YaYa’s BBQ had been on the corner for five years and in its current building for three, and Mr. McAtee was in talks to buy the building, said his nephew Marvin McAtee. 46, who cooked with him.
The menu included hamburgers, hot sausage links, hot dogs and ribs, but Mr. McAtee told his nephew that the key to success was the barbecue sauce, which was thick but not too spicy because Mr. McAtee wanted it to appeal to everyone.
“‘You have to have something that nobody else in the area has to make yours different, because everybody is in competition,’” Marvin McAtee recalled his uncle saying. “Really, he had the best sauce and the most respect because he had been out here the longest.”
Hundreds of people stood near the restaurant for hours after Mr. McAtee’s death, Ms. Drake said. For nearly 14 hours, his body remained there while the police investigated, said Sadiqa Reynolds, a former deputy mayor and current president of the Louisville Urban League.

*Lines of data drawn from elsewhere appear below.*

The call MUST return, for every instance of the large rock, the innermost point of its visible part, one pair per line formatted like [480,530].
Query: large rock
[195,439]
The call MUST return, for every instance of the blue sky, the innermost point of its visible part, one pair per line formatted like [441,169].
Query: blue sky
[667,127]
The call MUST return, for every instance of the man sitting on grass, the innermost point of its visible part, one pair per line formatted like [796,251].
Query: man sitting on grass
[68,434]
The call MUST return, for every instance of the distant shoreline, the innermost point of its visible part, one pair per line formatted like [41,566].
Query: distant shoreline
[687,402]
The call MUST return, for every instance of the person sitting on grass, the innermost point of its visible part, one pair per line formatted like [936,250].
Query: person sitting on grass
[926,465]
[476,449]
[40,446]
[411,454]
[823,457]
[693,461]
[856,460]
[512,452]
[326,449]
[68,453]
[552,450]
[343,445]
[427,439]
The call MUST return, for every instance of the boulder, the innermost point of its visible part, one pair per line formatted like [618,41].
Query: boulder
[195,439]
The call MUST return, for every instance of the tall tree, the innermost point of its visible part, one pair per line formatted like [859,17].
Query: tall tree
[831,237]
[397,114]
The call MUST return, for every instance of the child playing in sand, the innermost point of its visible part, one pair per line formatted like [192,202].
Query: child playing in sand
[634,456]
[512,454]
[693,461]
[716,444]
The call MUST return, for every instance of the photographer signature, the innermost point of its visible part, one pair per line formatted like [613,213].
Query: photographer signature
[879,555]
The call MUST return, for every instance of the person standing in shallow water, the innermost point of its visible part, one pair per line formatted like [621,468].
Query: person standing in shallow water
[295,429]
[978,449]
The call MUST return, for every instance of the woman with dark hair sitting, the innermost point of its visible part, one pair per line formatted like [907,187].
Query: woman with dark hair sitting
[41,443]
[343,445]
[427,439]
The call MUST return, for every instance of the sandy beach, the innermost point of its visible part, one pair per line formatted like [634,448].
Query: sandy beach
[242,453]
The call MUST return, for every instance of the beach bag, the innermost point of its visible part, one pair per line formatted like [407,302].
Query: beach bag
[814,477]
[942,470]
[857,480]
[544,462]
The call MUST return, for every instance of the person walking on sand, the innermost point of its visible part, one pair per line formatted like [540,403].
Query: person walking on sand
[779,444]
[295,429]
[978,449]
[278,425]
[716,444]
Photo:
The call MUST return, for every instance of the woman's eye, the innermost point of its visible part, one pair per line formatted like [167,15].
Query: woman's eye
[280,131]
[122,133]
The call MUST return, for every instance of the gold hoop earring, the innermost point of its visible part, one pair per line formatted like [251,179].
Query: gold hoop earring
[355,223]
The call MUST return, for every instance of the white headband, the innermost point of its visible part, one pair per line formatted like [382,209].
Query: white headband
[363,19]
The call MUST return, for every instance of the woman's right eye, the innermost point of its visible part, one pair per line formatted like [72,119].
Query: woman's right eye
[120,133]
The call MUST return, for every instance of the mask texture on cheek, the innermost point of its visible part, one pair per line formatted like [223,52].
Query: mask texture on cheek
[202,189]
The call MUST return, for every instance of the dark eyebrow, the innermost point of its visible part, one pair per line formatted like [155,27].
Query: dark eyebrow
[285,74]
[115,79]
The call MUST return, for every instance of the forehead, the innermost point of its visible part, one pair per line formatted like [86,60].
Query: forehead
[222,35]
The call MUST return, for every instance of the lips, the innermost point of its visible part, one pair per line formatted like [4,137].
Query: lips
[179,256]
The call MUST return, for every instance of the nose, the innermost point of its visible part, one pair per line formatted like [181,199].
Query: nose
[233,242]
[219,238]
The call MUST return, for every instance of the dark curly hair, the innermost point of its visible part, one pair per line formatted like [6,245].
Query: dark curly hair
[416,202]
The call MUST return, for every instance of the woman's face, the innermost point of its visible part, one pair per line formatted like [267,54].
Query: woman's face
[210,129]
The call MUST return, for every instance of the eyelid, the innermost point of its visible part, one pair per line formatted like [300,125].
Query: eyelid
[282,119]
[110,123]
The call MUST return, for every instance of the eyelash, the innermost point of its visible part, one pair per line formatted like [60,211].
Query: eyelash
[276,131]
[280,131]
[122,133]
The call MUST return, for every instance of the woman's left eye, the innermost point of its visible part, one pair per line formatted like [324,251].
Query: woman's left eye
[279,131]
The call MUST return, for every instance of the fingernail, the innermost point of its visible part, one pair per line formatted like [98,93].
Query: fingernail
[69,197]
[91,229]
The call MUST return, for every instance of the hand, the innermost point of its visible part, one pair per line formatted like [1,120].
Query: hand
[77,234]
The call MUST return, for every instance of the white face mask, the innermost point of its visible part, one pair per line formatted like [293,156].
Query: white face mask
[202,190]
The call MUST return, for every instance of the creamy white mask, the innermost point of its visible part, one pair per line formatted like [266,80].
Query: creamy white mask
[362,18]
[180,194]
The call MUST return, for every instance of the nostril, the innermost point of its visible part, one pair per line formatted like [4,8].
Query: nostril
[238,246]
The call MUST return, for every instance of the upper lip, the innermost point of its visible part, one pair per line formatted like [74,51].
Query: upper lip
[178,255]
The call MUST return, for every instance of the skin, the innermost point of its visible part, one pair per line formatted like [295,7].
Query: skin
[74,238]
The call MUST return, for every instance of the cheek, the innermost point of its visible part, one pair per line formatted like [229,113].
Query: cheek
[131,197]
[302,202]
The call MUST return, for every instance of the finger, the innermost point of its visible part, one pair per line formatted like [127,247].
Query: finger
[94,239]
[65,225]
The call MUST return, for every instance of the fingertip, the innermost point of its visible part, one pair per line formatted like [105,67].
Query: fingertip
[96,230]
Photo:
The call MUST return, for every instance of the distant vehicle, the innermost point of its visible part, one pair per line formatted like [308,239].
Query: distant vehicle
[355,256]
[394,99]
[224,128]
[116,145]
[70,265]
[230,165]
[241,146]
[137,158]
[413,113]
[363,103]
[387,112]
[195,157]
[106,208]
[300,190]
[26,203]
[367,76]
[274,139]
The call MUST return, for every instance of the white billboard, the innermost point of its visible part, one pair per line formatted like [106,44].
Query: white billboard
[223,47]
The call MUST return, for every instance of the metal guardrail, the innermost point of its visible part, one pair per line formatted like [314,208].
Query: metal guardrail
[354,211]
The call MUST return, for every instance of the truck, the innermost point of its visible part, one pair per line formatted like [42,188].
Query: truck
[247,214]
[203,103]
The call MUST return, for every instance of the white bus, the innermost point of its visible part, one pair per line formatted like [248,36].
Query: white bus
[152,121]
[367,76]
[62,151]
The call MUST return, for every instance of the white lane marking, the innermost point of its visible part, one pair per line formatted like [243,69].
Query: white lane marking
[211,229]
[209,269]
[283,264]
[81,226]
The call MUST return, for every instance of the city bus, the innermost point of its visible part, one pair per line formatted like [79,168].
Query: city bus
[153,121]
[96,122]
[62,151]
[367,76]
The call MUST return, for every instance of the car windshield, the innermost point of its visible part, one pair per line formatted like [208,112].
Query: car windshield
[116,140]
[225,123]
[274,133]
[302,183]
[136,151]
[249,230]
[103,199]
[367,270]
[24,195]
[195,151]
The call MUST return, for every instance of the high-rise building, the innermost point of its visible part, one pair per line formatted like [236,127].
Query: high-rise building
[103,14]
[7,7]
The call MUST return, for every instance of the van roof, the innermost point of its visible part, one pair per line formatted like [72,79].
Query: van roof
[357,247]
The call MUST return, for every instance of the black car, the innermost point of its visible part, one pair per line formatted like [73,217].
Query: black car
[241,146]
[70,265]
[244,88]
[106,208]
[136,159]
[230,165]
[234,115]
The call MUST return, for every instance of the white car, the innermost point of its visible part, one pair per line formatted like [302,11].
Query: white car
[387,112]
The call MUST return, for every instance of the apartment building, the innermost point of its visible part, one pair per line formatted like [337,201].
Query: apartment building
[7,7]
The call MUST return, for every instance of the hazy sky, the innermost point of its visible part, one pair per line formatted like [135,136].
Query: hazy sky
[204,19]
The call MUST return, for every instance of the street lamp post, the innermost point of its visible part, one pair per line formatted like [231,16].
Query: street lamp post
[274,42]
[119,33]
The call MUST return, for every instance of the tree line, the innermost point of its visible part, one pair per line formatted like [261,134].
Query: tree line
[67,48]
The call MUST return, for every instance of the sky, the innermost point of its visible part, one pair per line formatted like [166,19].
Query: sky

“You know how it is to be in community with people who absolutely adored this man, standing across the street from the place they know his body is, and having police on the other side of the street guarding him, and understanding that it was police who took his life?” Ms. Reynolds said.
After Mr. McAtee’s body was removed and the police left, Ms. Reynolds sensed a need for closure. She called on Pat Mathison, a gospel singer whose a cappella rendition of “Amazing Grace” at the scene lent a modicum of dignity to the moment.